OPINION: After he sent Calum Chambers out as a winger at Sheffield United, fans would love to know what the Arsenal boss is really thinking

24 October, 2019 — By Richard Osley

Arsenal boss Unai Emery

IF I was a football manager and I was faced with the increasingly inane questions from the English soccerball press corps, I’d probably be more than happy to apologise and insist I was unable to speak the language.

So there’s a part of me that thinks Unai Emery may have conquered English several months ago and is now just putting on the broken chatter which comes back at post-match media conferences.

It would be convenient. By doing this, he avoids getting into the squabbles that Arsene Wenger was, for all his professorial maturity, so often dragged into; manipulated into criticising referees and other managers.

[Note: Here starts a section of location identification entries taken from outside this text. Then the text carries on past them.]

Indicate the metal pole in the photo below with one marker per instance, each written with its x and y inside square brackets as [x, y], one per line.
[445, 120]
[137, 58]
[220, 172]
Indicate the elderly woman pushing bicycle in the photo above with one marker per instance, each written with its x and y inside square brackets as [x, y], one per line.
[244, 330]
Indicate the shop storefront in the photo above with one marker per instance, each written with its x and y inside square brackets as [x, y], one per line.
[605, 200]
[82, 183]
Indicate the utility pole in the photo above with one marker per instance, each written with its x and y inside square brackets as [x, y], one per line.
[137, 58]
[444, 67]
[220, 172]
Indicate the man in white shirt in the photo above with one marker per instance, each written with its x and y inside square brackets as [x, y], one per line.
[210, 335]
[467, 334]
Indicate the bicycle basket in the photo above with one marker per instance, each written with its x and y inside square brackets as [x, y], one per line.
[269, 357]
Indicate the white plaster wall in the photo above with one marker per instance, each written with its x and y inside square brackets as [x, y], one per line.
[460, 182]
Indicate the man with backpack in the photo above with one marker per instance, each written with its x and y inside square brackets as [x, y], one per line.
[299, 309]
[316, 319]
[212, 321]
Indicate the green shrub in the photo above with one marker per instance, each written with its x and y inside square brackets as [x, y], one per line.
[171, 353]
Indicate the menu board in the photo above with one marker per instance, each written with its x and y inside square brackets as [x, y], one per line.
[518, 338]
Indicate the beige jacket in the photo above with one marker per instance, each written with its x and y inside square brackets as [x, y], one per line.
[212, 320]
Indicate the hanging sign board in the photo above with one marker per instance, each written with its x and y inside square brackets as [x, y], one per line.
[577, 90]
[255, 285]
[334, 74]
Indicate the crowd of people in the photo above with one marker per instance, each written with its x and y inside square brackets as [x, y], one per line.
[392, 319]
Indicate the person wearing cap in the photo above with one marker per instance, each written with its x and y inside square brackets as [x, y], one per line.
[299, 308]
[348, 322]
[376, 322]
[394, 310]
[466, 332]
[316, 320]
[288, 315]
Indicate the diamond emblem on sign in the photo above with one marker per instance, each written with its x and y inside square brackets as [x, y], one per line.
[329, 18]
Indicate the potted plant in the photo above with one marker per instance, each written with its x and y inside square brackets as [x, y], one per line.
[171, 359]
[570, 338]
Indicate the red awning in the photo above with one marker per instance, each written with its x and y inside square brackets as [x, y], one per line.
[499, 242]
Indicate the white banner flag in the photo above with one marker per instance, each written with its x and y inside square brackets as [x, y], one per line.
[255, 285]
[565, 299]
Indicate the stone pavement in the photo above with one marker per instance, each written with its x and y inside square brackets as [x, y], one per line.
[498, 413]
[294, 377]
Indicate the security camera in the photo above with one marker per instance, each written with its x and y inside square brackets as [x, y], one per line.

And yet a season and a bit into the Emery era at the Emirates – and without wanting to sound the wrong kind of Brexity – isn’t it time he started making sense?

Surely it would be more reassuring for both the players and certainly the fans if the Arsenal manager could clearly explain his hopes, his decisions and disappointments. At the moment, the confusing language barrier, as unfair as it may seem, gives the impression that he does not wholly know what he is doing.

The Arsenal fans who travelled to Sheffield United on Monday evening, for example, deserved an explanation for the tactic of passing wide to Calum Chambers and asking a bruiser centre-back to suddenly act as a light-footed winger capable of sweet-spot crossing.

As the balls from Chambers flew high, wide or clattered into the first defender, the train and match tickets for the away end must have seemed awfully expensive.

Emery did not even acknowledge the fans were there, shaking hands with the other team’s management and disappearing down the tunnel.

Sometimes it would be nice to at least say “lo siento”… which Google translator quickly tells me means “I’m sorry”.

Maybe Emery could use a translator more, or better still, learn the lingo. This may sound rich coming from a writer whose grasp of foreign languages does not extend beyond asking where the swimming pool is in French, but, folks, I’m not occupying one of the most high-profile jobs in English football and getting paid £6million a year to do so.

To break that down, six million pounds divided by hmmmm the number of minutes in a year… and, wowzas, for every minute of the day, whether Emery is awake or asleep, whether at work or at home watching Estrictamente Bailando, he earns £10.

Every minute: £10. By the time you’ve laboured through this column, he’s earned £50.

If I was offered the job at Barcelona, a few evening classes down the Working Men’s College would seem a small price to be able to engage with the club and its fans with some level of understanding of Spanish.

We’d love to know what Emery is really thinking.